Il s’agit de l’un des impacts potentiels les plus significatifs de la campagne aérienne contre les sites russes de production et de raffinage de pétrole : selon l’expert ukrainien Ivan Marchenkov, faute d’une reprise de la production au cours des prochains mois, la Russie pourrait connaître une pénurie de carburants résistants au gel, essentiels pour la vie et l’activité économique dans la majorité des régions russes, et en particulier dans les territoires arctiques et sibériens 1.

  • Afin de permettre aux moteurs et générateurs de démarrer lorsque les températures peuvent descendre à -30°C, voire -40°C, des millions de Russes dépendent durant l’hiver de carburant dit « arctique ».
  • Ce carburant est massivement produit à l’automne afin d’approvisionner les régions les plus froides et les plus isolées du pays. Il est principalement obtenu par un mélange de diesel et de kérosène d’aviation, mais peut aussi être produit par un procédé de déparaffinage associé à du kérosène d’aviation dans une douzaine de raffineries spécialisées.
  • Or, sept de ces raffineries dotées d’unités de déparaffinage ont déjà interrompu leur production à la suite de frappes ukrainiennes, tandis que le kérosène d’aviation fait face à une pénurie croissante.

Près de 10 millions de personnes vivent dans le Grand Nord russe. En perturbant la production de carburant, une campagne de frappes prolongée pourrait ainsi menacer l’approvisionnement de ces régions, ce qui aurait pour effet d’y rendre la vie quasiment impossible, notamment dans les localités qui ne sont pas raccordées au réseau électrique et où des centrales diesel sont utilisées pour la production d’électricité.

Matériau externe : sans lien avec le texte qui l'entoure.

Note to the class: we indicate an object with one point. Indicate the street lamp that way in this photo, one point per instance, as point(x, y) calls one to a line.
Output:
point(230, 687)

Un tel scénario laisse entrevoir un phénomène de conquête inversée.

  • La Russie, en menant une conquête militaire extrêmement coûteuse et dont le rythme de progression est inférieur à 130 km² par mois en moyenne depuis janvier, pourrait ainsi connaître un exode interne massif.
  • Le territoire potentiellement concerné, défini ici comme le Grand Nord administratif russe, serait largement supérieur au territoire ukrainien occupé depuis 2014, en comptant la Crimée : 12 000 000 km², contre 117 000 km² en Ukraine, soit un rapport de 1 à 100.

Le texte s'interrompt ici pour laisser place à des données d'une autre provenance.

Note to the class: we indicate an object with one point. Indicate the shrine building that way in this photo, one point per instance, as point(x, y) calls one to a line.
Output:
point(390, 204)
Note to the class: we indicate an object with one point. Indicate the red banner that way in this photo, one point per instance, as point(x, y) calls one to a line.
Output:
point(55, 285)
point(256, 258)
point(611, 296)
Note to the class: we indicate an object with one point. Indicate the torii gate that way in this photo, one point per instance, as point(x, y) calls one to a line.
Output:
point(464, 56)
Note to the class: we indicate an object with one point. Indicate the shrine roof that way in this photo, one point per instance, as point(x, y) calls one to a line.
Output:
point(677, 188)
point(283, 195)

L’approvisionnement en carburant arctique des « régions du nord » suscite une inquiétude particulière au Kremlin.

  • Le 9 juillet, le vice-Premier ministre russe Alexandre Novak a réuni des représentants des organes exécutifs fédéraux, des dirigeants régionaux et des entreprises du secteur, qui lui ont présenté un rapport sur la disponibilité et le volume des réserves de produits pétroliers.
  • Les questions de logistique, de calendrier de livraison et de répartition des ressources entre les villes et villages isolés ont notamment été « abordées », selon un communiqué publié par le gouvernement russe 2.
  • La semaine dernière, mercredi 8, Moscou a mis en place une interdiction des exportations de diesel. Les importations en provenance de Biélorussie ont quant à elles bondi de 50 % en juin, pour atteindre 77 000 tonnes.
  • La Russie cherche également à importer plus de kérosène d’aviation, qui joue un rôle logistique clef en raison des distances qui séparent les centres de population.